The success of this Rodgers and Hammerstein musical was assured at the outset of the opening night by the performances of the principals.
Kathryn Adkins, as Ensign Nellie Forbush, could not be faulted, whether Washing That Man Right Out Of Her Hair or singing a romantic ballad, she did not put a note or a foot wrong. When joined by Nicholas Clough, a very convincing Emile de Becque, they made a dream team. It really was Some Enchanted Evening when the lead duo sang. Clough has a richly varied vocal range. Individually and together, they made beautiful music.
Also on song and acting impressively against character, Janet Wash made Bloody Mary most entertaining. Sophie Boardman and Harvey Farmer were in delightful tune, too, as Emile’s children. Michael Dunion was an amusing and energetic Luther Billis on a slickly changed set that had the requisite luscious tropical backdrop.
Musical director Geoff Osborne conducted both cast, choruses and hardworking chamber ensemble with great clarity. Director Cathy Court met most of the challenges of this large-scale production and should feel pleased with her efforts.

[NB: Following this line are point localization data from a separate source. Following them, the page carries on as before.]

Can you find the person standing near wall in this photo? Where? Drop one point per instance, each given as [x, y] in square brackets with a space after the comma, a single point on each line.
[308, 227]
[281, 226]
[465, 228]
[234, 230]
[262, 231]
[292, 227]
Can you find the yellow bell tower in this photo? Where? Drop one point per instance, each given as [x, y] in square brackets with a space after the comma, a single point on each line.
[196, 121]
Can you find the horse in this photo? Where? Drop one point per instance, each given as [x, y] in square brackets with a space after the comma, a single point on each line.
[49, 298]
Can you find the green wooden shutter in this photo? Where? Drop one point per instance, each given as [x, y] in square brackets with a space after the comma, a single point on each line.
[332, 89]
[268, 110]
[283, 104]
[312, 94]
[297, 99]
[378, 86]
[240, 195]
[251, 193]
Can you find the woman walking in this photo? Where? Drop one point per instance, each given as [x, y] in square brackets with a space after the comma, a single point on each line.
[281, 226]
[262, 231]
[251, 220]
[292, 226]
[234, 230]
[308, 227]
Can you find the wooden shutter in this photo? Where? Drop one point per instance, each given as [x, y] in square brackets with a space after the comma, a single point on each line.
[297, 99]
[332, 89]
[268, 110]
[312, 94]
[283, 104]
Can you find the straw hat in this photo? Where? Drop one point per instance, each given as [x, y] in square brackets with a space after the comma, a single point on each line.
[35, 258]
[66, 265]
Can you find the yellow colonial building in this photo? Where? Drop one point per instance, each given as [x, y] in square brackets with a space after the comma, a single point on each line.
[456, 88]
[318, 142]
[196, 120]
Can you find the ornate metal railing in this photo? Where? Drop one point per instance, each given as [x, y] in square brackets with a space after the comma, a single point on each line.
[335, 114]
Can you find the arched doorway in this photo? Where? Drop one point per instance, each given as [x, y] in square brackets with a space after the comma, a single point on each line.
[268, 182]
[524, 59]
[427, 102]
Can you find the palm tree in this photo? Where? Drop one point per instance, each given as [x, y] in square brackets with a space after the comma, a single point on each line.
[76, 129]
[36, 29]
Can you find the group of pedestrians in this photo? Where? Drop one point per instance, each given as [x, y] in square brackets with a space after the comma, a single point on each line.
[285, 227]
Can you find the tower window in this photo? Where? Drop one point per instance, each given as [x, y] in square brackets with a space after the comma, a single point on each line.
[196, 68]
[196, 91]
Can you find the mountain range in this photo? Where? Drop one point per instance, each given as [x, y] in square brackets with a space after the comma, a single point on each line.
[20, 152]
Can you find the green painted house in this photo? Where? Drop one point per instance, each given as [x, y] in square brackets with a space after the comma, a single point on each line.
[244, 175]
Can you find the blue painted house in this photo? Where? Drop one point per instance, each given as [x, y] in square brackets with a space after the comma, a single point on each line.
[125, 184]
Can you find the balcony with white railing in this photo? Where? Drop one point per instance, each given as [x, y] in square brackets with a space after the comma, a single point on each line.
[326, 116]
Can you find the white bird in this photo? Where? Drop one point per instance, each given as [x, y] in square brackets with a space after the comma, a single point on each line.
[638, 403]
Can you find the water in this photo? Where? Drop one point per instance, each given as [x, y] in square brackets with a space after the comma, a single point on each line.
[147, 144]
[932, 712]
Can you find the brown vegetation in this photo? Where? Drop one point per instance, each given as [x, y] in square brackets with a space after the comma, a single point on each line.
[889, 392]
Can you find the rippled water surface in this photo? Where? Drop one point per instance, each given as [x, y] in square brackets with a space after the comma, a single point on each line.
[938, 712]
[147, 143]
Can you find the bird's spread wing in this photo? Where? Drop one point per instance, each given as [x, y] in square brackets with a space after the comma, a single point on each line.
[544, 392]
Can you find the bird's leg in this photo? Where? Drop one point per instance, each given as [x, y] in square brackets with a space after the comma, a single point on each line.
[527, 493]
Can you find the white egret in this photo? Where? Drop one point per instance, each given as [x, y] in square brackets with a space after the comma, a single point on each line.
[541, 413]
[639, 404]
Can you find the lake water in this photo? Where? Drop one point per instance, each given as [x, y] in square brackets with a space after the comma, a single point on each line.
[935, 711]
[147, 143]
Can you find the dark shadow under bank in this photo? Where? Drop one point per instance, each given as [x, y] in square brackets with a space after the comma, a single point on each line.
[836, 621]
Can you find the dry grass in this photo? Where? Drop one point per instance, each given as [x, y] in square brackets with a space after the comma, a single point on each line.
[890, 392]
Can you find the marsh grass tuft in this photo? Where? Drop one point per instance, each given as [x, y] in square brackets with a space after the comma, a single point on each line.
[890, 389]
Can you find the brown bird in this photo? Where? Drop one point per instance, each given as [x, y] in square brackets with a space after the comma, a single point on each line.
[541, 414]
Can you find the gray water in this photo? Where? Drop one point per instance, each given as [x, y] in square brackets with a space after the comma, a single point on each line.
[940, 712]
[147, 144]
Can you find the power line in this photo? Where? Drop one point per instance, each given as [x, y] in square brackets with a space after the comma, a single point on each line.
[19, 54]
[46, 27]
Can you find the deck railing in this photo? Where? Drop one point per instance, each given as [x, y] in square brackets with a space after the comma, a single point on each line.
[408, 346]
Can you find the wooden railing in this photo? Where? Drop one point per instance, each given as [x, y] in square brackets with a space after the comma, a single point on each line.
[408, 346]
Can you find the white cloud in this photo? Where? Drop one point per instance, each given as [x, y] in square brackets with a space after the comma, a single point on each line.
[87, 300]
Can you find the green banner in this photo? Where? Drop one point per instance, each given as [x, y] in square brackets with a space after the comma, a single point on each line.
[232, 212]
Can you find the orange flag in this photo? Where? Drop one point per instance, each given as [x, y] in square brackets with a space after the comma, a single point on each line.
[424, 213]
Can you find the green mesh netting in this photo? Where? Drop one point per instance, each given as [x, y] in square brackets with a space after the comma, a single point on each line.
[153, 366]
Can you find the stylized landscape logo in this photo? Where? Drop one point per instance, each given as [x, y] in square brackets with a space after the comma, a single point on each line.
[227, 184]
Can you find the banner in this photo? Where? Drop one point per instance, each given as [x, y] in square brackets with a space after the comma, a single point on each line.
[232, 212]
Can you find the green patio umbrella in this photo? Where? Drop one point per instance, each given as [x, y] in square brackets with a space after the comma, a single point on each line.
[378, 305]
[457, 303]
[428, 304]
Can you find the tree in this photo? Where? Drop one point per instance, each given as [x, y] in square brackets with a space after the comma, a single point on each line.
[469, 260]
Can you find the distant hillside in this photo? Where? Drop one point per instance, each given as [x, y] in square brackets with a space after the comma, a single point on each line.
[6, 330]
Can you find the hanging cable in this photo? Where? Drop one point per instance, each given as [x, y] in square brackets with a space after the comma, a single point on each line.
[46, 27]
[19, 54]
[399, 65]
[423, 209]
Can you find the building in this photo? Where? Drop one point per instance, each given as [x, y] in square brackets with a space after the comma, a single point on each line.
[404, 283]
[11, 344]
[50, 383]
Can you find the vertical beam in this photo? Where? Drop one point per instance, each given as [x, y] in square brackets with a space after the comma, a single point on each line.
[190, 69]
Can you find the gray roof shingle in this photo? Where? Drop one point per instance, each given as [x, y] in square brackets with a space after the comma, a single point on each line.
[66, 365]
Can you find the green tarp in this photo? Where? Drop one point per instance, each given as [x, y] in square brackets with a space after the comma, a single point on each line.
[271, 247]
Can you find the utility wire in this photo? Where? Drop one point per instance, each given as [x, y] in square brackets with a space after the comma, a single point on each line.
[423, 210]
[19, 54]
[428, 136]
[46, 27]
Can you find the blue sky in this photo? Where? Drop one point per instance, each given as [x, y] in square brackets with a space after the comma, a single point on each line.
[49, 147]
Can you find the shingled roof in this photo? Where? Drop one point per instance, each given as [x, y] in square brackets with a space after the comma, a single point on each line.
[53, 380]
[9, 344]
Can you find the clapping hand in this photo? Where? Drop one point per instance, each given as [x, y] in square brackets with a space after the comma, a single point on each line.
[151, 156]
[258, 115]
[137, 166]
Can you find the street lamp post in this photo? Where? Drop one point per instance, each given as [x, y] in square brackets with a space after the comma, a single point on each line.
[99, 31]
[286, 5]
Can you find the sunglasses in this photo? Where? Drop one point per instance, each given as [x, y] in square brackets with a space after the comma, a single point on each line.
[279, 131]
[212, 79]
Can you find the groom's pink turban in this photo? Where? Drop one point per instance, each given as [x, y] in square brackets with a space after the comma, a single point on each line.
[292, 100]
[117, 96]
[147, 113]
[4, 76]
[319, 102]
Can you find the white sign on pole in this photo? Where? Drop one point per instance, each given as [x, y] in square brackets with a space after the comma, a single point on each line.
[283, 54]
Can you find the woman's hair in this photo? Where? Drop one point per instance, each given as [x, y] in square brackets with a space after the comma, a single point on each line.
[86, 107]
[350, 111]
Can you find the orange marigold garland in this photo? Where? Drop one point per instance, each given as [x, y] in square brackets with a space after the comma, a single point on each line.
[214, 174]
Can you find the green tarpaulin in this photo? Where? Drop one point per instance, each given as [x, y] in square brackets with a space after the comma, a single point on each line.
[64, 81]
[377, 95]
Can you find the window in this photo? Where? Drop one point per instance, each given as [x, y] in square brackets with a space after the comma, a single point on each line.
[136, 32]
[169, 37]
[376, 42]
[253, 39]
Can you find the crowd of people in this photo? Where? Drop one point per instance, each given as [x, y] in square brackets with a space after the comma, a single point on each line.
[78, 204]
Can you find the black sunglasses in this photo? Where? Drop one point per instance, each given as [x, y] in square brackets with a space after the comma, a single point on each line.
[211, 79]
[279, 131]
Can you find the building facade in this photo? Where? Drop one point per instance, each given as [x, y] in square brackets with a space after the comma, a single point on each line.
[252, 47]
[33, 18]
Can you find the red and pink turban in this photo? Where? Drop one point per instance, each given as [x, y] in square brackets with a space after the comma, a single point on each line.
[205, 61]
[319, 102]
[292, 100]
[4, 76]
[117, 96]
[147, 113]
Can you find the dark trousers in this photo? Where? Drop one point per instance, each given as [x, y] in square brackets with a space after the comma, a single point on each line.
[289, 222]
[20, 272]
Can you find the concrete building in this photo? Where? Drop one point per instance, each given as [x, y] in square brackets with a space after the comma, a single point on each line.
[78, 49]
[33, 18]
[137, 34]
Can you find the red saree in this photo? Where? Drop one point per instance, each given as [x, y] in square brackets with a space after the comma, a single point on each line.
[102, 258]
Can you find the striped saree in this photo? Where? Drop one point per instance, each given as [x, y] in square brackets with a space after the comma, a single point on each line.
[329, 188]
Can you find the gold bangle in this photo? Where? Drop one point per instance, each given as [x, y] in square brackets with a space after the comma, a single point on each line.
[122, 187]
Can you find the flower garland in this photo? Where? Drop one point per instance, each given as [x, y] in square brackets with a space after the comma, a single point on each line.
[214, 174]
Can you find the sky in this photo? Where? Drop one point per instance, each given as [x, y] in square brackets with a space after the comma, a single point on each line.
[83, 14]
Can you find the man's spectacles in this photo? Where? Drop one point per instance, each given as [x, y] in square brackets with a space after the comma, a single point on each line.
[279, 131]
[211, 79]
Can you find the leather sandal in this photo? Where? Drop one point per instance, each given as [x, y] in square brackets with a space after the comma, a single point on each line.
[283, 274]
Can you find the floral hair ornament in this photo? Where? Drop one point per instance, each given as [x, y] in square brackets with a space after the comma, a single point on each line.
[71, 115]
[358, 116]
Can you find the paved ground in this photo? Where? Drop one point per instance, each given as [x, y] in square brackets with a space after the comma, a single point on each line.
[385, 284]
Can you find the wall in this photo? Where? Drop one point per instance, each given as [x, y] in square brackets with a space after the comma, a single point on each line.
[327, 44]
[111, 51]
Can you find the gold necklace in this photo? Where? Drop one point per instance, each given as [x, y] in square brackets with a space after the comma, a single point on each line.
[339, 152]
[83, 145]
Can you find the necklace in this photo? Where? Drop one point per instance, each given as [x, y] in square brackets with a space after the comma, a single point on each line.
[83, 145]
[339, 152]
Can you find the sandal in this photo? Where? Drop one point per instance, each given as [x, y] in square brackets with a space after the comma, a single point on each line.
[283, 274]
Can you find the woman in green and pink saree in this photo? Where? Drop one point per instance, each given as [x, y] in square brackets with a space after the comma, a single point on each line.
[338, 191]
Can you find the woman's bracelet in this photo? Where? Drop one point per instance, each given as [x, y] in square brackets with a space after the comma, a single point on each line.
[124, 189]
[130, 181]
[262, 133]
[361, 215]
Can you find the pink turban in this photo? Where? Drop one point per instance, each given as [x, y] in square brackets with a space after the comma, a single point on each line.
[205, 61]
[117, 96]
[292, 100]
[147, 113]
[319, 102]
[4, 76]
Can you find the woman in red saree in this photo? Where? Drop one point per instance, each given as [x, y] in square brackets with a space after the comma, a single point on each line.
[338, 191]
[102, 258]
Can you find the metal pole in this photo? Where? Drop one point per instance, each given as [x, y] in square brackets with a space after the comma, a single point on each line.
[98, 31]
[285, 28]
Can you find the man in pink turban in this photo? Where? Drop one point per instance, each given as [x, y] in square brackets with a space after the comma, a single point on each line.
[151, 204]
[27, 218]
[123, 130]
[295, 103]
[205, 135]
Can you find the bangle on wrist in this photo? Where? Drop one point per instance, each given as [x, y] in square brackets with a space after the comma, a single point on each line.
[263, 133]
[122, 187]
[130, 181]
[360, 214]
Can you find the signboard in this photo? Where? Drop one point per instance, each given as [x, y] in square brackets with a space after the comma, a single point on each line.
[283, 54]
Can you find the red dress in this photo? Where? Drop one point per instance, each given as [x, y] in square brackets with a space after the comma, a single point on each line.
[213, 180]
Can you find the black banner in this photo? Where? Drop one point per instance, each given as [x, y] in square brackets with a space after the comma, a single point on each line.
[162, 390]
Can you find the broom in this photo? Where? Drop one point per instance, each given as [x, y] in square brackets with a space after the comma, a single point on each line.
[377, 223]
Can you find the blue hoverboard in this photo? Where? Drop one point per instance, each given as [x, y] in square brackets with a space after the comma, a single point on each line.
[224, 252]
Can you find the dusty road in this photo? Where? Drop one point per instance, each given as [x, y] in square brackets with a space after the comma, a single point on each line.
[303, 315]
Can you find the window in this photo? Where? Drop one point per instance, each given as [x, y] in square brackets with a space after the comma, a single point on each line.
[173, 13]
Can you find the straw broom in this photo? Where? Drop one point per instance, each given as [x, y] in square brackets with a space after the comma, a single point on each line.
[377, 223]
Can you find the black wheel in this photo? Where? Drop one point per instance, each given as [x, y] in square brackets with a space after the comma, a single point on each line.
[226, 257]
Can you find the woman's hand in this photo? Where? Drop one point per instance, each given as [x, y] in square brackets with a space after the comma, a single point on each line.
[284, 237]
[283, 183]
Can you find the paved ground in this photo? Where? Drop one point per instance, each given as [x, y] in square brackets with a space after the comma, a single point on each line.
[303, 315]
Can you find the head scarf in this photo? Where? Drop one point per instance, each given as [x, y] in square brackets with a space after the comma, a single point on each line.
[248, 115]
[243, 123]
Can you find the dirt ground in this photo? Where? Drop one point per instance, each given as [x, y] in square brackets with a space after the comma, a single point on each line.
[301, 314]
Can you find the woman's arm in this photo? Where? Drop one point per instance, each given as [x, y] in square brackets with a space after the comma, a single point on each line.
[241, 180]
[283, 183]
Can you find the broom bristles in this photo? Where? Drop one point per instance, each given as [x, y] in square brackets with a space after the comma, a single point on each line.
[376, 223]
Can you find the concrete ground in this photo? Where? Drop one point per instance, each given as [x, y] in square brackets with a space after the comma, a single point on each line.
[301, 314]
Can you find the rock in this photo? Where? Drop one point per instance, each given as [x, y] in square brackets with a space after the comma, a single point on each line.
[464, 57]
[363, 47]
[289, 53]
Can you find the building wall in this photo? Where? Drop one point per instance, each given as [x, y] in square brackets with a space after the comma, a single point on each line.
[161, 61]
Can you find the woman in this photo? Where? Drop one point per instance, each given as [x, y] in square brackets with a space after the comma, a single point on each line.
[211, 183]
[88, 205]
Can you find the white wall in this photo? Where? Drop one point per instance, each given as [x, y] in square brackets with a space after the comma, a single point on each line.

The music did speak louder than the second half words!
Review by Pat Rudkins
WITHAM A. O. S. - SOUTH PACIFIC
Director & Choreographer: Cathy Court, Musical Director: Geoff Osborne
Despite a rather unconvincing ‘Dites Moi’ at the start, the developing relationship between the admirably played de Becque and a slightly restrained Nellie soon focussed an audience interest that continued throughout. Bloody Mary had plenty of the down to earth ﬁre needed and was a formidable saleswoman, and mother! Nothin’ Like a Dame came over well but perhaps needed a touch more eagerness and energy. I was impressed by the military relationships displayed which had a convincing air of reality for that situation, Bracket and Harbison did well here. Billis was on fine form, and I understand that his coconut brain a rumbustious Honey Bun was the one he used when he last played Billis in... well, the last time. Cable sang the number well enough though his relationship with Liat did not really show the wonder and enthusiasm that it could have done. Nellie opened up in ‘Wonderful Guy’ and ‘Wash that Man’ and both numbers came across well. Tension was well developed in the radio shack scenes, as it was by de Becque and Nellie around the colour issue. This was really well done.
The scenery was good though it was a bit disappointing that the same backcloth served both the View across the sea to Bali Hai and also from the beach at Bali Hai. Orchestral accompaniment was ﬁne except for the occasional overloud underscore. Overall this was a good and well-acted production with the story(s) coming across with conviction and real feeling to a well satisﬁed audience.